Shorthand syntax - dot notation.

Where relationships have been defined filtering, sorting and aggregating support a dot notation syntax which can setup the join for you and make the expression more legible. Here's an alternative version of the first example:

// Use dot notation to infer the correct join.
$contacts = Contact::find(new Equals("Company.City", "Craigavon"));

That's a lot easier to understand for most people.

Here's the second example redrafted:

// Select companies with more than 10 people
$companies = Company::all()
                ->addAggregateColumn(new Count("Contacts.ContactID" => "CountOfContacts")),
                ->filter(new GreaterThan("CountOfContacts", 10));

// As before now we have a list of companies with more than 10 people
// in them we can intersect with contacts to find who they are:
$contacts = Contact::all();
$contacts->intersectWith(
                  $companies,
                  "CompanyID",
                  "CompanyID");

The dot notation here is in the aggregate column. By using it we automatically get an join with a contact collection.

Note that we specify an alias manually for the aggregate otherwise its automatic alias would have been the cumbersome CountOfContactsContactID!

Grouping

If you aggregate on a collection involved inside an join, that collection will automatically be grouped using the column name of the constraint on the join.

Grouping is also be applied to the outermost collection by its unique identifier column name ensuring the collection only outputs one model per ID.

Pull ups

In a SQL join query you can select from any of the tables involved however you need to be careful to alias any column names that might be duplicated. Both to avoid these types of conflicts and because you can intersect between collections from different repositories you need to specify the names of columns you need to 'pull up' into the parent collection.

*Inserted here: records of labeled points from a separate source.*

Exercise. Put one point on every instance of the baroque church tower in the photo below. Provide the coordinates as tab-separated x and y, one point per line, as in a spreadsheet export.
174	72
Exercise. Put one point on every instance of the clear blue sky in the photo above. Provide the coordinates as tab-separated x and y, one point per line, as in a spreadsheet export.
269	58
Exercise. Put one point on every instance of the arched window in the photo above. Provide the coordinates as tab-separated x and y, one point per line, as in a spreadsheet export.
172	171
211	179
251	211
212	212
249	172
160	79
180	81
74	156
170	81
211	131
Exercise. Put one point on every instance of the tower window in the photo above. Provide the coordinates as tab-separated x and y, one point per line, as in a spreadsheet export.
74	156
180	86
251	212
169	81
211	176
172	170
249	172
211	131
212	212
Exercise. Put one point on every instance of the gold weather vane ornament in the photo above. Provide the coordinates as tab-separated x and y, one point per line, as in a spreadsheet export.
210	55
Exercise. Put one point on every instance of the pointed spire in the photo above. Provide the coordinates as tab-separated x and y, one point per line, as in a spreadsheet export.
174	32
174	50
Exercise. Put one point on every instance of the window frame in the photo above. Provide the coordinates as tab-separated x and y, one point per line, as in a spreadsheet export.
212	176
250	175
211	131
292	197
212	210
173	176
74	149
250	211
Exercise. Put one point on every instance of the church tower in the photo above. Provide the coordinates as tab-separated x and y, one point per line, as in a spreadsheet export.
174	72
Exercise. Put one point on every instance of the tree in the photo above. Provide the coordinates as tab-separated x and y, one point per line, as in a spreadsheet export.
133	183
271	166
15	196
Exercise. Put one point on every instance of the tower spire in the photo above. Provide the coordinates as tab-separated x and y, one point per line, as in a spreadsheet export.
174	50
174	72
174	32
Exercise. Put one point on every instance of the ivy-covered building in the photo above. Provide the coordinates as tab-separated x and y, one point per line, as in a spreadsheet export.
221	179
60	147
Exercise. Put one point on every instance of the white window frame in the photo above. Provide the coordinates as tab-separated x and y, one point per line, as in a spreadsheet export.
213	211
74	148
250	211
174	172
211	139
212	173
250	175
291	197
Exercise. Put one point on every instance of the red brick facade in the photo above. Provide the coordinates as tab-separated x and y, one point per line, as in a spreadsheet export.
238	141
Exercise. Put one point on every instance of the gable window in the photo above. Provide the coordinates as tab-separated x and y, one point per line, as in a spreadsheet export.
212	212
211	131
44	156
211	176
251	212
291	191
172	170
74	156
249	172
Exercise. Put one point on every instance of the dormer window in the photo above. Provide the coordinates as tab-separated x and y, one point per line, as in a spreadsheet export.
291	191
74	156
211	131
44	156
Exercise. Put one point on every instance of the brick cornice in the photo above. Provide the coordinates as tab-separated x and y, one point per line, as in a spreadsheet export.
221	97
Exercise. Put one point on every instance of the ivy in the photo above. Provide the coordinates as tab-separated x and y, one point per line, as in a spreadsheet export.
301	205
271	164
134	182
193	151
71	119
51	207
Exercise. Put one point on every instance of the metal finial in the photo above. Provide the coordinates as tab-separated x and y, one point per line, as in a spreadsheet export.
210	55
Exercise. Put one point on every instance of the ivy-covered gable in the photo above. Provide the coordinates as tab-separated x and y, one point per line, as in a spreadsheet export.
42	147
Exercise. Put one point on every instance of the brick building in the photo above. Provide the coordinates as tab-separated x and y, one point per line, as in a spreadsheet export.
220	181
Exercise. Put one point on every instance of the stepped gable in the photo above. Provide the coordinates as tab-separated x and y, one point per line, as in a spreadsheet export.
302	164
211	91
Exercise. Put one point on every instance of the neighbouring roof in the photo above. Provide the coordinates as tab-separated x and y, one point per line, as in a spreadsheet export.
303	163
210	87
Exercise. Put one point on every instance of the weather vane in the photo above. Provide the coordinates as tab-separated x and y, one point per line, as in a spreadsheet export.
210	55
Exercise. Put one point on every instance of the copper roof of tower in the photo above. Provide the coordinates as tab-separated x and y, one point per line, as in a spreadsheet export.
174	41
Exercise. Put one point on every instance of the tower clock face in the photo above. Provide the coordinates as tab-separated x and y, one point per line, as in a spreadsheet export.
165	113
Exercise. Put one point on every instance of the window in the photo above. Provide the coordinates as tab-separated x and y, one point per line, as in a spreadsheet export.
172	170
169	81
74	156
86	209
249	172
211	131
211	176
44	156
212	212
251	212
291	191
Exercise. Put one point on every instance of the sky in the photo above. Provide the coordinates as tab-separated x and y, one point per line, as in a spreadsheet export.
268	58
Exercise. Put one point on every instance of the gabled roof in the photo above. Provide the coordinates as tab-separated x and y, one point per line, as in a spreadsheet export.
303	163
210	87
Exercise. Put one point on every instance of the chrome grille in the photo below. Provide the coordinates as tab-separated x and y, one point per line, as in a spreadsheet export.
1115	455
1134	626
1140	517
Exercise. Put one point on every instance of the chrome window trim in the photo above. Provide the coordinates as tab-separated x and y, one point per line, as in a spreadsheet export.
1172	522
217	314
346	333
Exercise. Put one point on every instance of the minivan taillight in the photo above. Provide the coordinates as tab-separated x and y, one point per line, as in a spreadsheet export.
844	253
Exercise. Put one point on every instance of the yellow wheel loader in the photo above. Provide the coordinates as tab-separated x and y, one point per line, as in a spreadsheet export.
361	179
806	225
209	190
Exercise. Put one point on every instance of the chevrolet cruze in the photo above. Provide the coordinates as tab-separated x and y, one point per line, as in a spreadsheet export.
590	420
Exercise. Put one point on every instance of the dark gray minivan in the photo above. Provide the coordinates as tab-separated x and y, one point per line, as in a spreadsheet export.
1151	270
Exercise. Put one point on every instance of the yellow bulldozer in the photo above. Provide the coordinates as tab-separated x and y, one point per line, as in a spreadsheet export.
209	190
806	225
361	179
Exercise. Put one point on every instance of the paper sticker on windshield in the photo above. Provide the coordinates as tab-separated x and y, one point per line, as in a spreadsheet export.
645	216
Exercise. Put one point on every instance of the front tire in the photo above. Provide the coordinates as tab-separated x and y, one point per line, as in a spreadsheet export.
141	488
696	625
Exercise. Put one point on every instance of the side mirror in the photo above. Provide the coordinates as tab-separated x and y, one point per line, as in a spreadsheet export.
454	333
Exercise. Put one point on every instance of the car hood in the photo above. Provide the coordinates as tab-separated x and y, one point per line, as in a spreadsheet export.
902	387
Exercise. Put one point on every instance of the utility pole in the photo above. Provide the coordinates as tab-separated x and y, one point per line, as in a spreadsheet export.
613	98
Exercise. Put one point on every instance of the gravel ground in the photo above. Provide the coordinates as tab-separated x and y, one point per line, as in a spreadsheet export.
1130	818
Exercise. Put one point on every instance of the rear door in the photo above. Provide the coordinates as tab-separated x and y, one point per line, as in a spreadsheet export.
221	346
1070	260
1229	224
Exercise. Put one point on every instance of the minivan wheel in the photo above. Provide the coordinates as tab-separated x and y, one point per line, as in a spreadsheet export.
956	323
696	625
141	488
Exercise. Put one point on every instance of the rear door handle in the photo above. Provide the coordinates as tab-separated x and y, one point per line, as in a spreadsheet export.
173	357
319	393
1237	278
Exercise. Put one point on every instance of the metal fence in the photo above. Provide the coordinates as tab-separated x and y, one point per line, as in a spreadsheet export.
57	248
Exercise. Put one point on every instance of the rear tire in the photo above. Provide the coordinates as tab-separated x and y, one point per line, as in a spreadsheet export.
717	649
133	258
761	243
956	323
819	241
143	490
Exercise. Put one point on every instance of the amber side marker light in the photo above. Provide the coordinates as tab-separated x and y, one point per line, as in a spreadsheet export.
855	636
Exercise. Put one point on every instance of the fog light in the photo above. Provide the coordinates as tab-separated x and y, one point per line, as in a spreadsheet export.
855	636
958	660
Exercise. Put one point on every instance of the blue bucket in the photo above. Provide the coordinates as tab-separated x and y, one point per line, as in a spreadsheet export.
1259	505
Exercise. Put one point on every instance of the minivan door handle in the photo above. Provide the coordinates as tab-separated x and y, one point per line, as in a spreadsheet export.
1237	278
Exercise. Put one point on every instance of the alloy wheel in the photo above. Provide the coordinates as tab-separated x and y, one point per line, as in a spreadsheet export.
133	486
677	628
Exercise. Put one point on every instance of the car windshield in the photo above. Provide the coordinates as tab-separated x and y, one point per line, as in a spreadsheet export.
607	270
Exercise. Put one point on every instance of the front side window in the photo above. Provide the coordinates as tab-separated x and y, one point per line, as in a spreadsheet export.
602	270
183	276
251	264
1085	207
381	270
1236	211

Once pulled up you can treat them like real columns filtering, sorting, aggregating and grouping on them just like any other. This again can make complex groups and aggregates more straightforward. For example it's possible to group an inner collection to calculate an aggregate, pull it up to the outer collection and then group the outer collection using that aggregate.

Pull ups are listed as the forth argument to intersectWith. You can provide an array of just column names, or if you want to alias the columns you can provide an associative array of original to alias names.

Auto hydration

In it's normal mode an join serves to filter a collection for matching records; the actual data (bar pull ups) in the join is not selected or used in any way. However if when writing the join you know that you will very likely to use that data in the following code you should try to auto hydrate the joins.

For example using our example above, let's say you wanted to loop through the contacts matching our selection and do something with their related company models:

// Find qualifying companies first
$companies = Company::find(new Equals("City", "Craigavon"));

// Now intersect those with contacts to find the contacts of those
// companies.
$contacts = Contact::all();
$contacts->intersectWith(
                  $companies,
                  "CompanyID",
                  "CompanyID");

foreach($contacts as $contact){
    // By accessing the relationship to `Company` we will cause another
    // hit on our repository usually at high cost of network overhead.
    print $contact->Company->CompanyName;
}

To avoid hitting th repository again for each record in the contacts collection we can modify our collection by passing true as the next argument to intersectWith:

// Find qualifying companies first
$companies = Company::find(new Equals("City", "Craigavon"));

// Now intersect those with contacts to find the contacts of those
// companies.
$contacts = Contact::all();
$contacts->intersectWith(
                  $companies,
                  "CompanyID",
                  "CompanyID",
                  true);

foreach($contacts as $contact){
    // Because of the auto-hydration accessing the relationship to
    // `Company` will no longer cause another hit on our repository.
    print $contact->Company->CompanyName;
}

When using dot notation auto-hydration is automatically enabled for joins it creates.